Business planning SaaS (software-as-a-service) software maker Anaplan is being acquired by private equity firm Thoma Bravo for $10.7 billion.
Founded in the UK and now based in San Francisco, Anaplan offers cloud-based finance and planning software and counts almost 2,000 customers worldwide, including Coca-Cola, Shell, Thomas Cook and VMware.
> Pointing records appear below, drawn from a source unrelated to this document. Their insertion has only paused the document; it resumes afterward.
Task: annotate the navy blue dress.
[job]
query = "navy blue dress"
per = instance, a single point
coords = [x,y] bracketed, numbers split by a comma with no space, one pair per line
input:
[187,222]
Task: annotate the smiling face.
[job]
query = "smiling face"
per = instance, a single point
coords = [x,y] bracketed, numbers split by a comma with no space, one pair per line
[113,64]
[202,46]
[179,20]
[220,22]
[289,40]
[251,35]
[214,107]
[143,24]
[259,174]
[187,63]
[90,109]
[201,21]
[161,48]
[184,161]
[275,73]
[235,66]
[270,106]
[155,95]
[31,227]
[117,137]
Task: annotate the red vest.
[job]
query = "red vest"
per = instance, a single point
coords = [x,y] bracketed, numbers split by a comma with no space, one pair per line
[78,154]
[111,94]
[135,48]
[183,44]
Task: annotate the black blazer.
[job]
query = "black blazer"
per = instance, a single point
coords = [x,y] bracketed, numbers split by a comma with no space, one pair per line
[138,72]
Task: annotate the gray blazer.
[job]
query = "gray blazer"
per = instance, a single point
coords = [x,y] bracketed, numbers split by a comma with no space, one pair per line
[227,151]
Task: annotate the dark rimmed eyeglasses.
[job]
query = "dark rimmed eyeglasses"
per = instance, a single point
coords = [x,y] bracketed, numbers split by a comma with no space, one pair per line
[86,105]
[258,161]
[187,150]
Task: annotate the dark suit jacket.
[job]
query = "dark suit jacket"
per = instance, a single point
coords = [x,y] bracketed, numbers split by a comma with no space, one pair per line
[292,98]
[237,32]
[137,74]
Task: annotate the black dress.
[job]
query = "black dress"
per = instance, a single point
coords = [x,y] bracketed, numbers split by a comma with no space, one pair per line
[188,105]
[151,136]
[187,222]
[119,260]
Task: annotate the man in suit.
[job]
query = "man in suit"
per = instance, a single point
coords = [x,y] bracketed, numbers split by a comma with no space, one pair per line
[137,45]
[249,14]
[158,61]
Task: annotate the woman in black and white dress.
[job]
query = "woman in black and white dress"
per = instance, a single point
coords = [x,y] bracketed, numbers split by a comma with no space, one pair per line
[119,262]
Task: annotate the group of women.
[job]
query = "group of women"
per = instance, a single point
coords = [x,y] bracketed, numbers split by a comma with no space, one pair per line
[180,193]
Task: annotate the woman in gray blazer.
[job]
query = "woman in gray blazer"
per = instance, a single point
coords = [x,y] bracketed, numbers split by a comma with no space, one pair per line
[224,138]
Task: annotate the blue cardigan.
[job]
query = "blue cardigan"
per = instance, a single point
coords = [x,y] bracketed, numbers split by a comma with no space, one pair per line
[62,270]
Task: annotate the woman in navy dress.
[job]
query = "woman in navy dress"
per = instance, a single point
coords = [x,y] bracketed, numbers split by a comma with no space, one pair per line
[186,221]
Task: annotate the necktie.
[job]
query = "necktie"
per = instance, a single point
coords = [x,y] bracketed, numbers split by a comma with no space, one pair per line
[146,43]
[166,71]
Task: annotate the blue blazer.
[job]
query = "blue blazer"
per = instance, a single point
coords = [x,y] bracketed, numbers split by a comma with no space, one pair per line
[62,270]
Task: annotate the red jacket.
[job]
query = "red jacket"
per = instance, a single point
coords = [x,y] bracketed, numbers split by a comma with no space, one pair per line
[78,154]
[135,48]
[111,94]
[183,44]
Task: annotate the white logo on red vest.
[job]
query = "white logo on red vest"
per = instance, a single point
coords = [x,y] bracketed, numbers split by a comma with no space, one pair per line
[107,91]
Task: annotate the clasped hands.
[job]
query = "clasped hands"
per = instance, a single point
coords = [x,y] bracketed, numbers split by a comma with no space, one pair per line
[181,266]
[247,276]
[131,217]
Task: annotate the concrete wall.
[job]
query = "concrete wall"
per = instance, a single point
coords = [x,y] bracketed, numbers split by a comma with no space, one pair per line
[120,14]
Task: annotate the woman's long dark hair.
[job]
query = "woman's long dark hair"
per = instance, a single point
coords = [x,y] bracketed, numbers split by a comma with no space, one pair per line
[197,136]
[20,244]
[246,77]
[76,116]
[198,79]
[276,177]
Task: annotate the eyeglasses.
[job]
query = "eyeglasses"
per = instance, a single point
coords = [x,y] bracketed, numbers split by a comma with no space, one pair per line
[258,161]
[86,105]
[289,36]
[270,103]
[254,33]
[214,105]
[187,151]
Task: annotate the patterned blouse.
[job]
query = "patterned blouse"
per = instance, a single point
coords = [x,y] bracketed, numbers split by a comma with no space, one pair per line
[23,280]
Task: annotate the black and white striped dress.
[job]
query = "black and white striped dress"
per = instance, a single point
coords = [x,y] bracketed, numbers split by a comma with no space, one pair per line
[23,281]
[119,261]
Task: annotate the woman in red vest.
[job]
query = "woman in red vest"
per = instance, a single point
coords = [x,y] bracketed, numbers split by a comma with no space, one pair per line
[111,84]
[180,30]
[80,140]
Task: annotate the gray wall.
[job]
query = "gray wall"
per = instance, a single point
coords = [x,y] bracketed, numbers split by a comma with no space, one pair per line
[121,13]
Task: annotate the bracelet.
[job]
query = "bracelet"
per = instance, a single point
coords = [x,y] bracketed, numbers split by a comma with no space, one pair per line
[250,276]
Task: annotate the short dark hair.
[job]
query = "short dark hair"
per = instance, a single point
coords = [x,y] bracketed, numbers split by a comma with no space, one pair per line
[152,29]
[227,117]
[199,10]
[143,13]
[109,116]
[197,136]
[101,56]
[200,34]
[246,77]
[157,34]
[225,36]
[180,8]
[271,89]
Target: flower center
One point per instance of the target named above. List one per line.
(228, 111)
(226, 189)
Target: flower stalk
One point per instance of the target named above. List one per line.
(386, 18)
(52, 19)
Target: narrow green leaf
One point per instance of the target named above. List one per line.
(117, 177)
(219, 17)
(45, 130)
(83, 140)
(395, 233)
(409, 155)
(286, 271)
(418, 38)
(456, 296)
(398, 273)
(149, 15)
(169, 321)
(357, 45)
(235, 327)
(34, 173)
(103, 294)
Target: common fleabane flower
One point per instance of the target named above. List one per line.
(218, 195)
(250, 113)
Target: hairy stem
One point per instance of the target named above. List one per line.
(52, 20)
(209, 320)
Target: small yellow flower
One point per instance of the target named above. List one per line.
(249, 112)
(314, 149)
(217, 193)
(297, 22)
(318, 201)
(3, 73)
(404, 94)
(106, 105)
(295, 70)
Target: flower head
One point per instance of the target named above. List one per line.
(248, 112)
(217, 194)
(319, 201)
The company went public in 2018, two years after rival SaaS firm Workday considered an acquisition attempt.
Under the terms of the deal, Anaplan shareholders will receive $66 a share in cash, while the company’s current chief executive Frank Calderoni will continue to lead the company.
“Anaplan is a clear leader in connected planning, solving critical business priorities for the world’s largest enterprises as they implement strategic and complex digital transformations,” said Holden Spaht, managing partner at Thoma Bravo said in a press release. “We have followed Anaplan for years and have seen the incredible value they bring customers through their best-in-class planning platform. We look forward to leveraging Thoma Bravo’s extensive operational and investment expertise in enterprise software to support Anaplan in its future growth.”
The deal represents the latest in a string of high-profile leveraged buyouts of software companies in the last 18 months.
The software sector experienced rapid growth during the COVID-19 pandemic, attracting interest from private equity firms looking to capitalize on this growing trend. In November 2021, Advent International and Permira announced the $14 billion buyout of cybersecurity company McAfee, while Elliott Management and Vista Equity embarked on a $16.5 billion takeover of Citrix in January of this year. Thoma Bravo itself acquired cybersecurity firm Proofpoint for around $12 billion last year.